Go Triangle will review workshop results before the Chapel Hill City Council meeting on Monday, February 27th.
The public workshops are meant to gather input from residents of neighborhoods near six station sites along the proposed Durham-Orange Light Rail Transit line.
After the workshops were announced at Monday's city council meeting, several local homeowners associations received invitations to send a representative to the workshops.
"The town has been working to try and support GoTriangle in its efforts to identify stakeholders who may want to be involved in the upcoming Station Area Planning design workshop," Chapel Hill Planning Manager for Sustainability John Richardson wrote in an e-mail.
But Patrick McDonough told WUNC Thursday that Go Triangle has updated its web site with meeting times and says all members of the public are invited to all of next week's events.
Some residents say these announcements are confusing and that Go Triangle should offer a clearer, more aggressive outreach option.
Alex Cabanes lives in the Downing Creek neighborhood, which is in Durham County, but it has a Chapel Hill mailing address.

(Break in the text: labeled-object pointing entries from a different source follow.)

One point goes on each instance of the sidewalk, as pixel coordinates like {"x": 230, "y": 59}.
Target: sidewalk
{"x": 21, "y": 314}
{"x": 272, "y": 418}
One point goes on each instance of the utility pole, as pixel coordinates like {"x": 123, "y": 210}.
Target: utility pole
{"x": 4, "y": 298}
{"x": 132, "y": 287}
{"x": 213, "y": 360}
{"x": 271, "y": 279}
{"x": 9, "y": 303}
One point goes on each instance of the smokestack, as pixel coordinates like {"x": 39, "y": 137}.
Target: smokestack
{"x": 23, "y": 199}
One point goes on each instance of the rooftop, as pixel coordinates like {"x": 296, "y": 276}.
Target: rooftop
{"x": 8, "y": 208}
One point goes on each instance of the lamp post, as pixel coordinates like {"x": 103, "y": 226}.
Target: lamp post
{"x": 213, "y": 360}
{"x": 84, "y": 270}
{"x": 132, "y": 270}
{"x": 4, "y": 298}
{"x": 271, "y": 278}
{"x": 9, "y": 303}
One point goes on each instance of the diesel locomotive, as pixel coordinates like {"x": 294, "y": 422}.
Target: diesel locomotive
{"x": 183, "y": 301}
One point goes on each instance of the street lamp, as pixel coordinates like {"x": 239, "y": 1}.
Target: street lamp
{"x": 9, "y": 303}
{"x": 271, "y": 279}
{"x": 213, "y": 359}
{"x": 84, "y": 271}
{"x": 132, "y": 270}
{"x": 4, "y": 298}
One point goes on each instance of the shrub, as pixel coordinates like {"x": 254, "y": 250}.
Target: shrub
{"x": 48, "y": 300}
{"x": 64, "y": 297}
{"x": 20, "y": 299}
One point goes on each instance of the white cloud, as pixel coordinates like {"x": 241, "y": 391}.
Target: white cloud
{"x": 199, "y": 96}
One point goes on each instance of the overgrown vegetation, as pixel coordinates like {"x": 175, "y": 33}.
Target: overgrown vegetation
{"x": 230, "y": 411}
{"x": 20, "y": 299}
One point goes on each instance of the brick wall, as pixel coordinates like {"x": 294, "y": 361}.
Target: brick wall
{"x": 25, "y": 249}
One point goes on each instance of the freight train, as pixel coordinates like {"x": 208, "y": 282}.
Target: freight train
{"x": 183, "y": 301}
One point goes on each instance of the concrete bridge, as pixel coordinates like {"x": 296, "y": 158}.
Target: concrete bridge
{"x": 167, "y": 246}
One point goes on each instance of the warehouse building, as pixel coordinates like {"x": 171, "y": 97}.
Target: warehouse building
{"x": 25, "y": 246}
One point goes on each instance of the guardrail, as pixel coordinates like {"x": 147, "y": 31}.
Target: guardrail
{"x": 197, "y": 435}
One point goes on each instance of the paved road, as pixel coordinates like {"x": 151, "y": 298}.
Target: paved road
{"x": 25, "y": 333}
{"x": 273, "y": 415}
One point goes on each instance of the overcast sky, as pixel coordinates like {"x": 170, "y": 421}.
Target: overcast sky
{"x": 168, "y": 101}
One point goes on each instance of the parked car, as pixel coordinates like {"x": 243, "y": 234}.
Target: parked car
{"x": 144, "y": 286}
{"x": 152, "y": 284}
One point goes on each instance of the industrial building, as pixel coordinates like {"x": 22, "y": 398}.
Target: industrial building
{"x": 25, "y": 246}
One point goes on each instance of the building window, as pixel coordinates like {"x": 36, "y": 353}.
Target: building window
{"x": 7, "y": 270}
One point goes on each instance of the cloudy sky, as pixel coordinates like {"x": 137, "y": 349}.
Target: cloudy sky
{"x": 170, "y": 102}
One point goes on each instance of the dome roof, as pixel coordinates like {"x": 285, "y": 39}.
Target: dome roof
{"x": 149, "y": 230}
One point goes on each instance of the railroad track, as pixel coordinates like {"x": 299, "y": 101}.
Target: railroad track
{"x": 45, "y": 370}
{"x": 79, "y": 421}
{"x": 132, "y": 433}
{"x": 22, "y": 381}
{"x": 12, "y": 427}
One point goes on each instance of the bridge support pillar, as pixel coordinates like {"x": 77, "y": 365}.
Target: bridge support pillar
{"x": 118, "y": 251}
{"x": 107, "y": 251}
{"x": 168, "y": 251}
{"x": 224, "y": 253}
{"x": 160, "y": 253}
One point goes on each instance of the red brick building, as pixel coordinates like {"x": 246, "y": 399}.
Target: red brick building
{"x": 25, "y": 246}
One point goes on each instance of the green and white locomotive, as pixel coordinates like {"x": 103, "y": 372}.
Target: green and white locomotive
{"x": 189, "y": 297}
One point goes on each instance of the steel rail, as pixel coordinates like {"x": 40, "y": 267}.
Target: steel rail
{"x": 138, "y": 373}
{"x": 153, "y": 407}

He runs the transit reform advocacy web site smarttransitfuture.org. Cabanes said the light rail line would impact traffic, safety and environmental issues for many residents.
"A lot of the neighborhoods are going to be absent in the dialog, absent in the discussion, because they never knew there was a discussion," Cabanes said.
Cabanes said neighborhoods like the Villas at Culp Arbor are retirement communities, and residents there are less likely to see a web update than a newspaper ad or a mailer.
McDonough said anyone who can't make it to the meetings can submit input on the GoTriangle website.